The question of who is native and who belongs surfaces again when you look at the human settlement of the continent. Although some scientists say that the Aboriginals have lived on this land for 40 to 60 thousand years, when the British dumped their convicts in Sydney Harbor they declared the land Terra Nullis. Where Americans warred with, then signed bogus treaties with the natives -- or simply handed them smallpox-infected blankets – the British had a simpler answer: just say there’s no one home, then move in. Until the mid-seventies – that’s the mid nineteen 70’s—white Australians took Aboriginal children, especially mixed-race Aboriginal children—away from their families and either adopted them out to white people (who often used them as servants) or shipped them to missions. The plan was to breed the blackness out of the race. The effect was to dislocate a culture to whom the land was life, history, and family. It was only three years ago that Kevin Rudd issued an apology to the Stolen Generation. In the 15 years since we last visited Australia, signs have begun to appear in parks and scenic overlooks acknowledging the indigenous populations linked to that land, finally admitting that the terra was not nullis when the convicts came ashore. But we talked with people, on this trip in 2011,  who claimed that the policy of taking children away from their parents resulted in better lives for the children, in that same anecdotal way that Reagan used to use to cloud the issue of the larger effect of government policies. And much like readers of Gone With the Wind will recognize: we too wanted to believe in the happy slave myth to avoid confronting ourselves in the mirror.

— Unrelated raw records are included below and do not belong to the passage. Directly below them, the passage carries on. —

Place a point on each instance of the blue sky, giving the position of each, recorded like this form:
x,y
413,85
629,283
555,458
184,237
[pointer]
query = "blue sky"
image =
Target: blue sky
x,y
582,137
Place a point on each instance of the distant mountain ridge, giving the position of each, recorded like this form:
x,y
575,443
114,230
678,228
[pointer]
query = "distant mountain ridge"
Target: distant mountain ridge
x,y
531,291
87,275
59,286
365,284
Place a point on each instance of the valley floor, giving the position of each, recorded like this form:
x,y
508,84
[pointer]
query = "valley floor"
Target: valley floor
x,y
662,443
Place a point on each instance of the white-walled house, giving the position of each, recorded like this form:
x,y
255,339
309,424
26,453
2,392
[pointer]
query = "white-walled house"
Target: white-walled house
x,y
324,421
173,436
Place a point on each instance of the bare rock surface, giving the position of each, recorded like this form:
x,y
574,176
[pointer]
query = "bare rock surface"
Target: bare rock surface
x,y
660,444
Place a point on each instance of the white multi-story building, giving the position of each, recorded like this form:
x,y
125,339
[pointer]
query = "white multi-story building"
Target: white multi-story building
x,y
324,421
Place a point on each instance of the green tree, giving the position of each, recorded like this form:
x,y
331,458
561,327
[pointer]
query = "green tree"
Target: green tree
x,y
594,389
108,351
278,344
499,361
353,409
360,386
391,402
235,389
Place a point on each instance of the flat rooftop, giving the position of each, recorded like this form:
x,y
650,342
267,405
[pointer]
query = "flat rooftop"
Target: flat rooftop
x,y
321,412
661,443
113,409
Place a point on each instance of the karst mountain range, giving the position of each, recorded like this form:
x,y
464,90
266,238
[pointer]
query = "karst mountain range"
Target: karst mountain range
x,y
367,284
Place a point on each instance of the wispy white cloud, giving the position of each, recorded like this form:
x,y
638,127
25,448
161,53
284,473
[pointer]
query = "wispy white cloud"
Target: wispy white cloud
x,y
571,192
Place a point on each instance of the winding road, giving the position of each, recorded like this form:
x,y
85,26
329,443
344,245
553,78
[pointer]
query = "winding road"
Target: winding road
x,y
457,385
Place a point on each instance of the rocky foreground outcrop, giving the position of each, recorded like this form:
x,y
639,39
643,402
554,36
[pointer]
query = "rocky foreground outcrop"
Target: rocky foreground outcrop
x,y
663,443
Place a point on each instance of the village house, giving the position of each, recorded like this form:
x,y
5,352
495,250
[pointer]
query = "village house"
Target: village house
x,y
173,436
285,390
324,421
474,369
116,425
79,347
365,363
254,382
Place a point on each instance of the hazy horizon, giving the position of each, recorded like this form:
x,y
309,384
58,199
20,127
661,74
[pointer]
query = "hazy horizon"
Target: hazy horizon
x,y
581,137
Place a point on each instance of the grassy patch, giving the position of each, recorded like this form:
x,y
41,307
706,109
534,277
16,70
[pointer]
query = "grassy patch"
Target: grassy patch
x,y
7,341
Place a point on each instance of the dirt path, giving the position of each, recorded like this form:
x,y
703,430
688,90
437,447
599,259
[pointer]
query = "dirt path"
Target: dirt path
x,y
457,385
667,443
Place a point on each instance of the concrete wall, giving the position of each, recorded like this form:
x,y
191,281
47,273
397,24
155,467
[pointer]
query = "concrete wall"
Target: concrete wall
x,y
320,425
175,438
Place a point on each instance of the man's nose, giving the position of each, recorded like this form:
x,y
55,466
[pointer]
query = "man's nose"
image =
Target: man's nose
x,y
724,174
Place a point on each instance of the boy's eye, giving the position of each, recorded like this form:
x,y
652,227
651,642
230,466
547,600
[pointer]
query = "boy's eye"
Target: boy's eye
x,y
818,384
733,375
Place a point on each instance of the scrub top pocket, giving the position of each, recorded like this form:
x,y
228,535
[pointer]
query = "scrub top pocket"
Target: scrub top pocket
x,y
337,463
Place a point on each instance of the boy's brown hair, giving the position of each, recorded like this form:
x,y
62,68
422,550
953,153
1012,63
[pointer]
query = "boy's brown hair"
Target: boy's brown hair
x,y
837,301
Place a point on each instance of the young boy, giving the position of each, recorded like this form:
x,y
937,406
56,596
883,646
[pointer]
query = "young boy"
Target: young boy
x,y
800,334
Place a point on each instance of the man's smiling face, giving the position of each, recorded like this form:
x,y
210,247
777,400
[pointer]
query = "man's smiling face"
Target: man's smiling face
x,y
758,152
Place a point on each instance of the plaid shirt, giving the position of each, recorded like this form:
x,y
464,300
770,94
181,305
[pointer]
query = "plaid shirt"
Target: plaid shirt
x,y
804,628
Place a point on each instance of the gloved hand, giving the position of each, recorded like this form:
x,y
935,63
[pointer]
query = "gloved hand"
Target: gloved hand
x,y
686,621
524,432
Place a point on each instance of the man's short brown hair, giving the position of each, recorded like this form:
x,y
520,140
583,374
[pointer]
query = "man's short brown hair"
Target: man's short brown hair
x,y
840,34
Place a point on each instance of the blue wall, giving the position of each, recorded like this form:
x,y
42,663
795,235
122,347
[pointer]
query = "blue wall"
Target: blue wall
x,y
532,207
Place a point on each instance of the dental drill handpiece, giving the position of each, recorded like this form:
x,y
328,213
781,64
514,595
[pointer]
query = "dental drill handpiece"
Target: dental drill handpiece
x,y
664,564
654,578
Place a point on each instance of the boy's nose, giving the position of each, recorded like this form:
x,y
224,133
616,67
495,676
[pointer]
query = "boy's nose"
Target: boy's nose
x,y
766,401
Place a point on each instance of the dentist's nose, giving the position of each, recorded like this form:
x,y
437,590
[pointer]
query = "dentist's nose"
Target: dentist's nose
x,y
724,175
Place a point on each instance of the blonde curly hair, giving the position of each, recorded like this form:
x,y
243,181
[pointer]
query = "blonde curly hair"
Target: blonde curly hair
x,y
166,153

GOR between Wye River & Lorne --signs that wouldn't have been here 20 years ago
As we watch the dismantling of the American education system with funding cuts, union breaking, and Texan textbooks, we might take a cautionary tale from Down Under. The people I’ve talked with, aged 35 and up, know more about British history than their own. Cultural cringe was real here until just a few decades ago – even their gardening books were imported from Britain, and everyone accepted they just had to add 6 months to the recommended planting times—so few white Australians knew they had descended from convicts (except for those living in South Australia who proudly, and accurately, proclaimed that they were not) and fewer still knew anything about aboriginal history or government policy toward indigenous people. It is hard to make good public policy based on cultural myth rather than historical fact.

For years Australia wanted only British immigrants – witness the “Ten Pound Pom” policy after WWII, offering ten pound sea tickets to British families relocating to Australia. Was it a way of underlining their invented definition of who had been here long enough to claim the land? And now that Australia has relaxed its immigration policy to grow its economy, the Asians have returned, as have other non-British ethnicities who believe that life would be better here on the fringes of an ancient continent. It’s unclear how long it will take for them to be considered Australian – perhaps less than 5,000 years.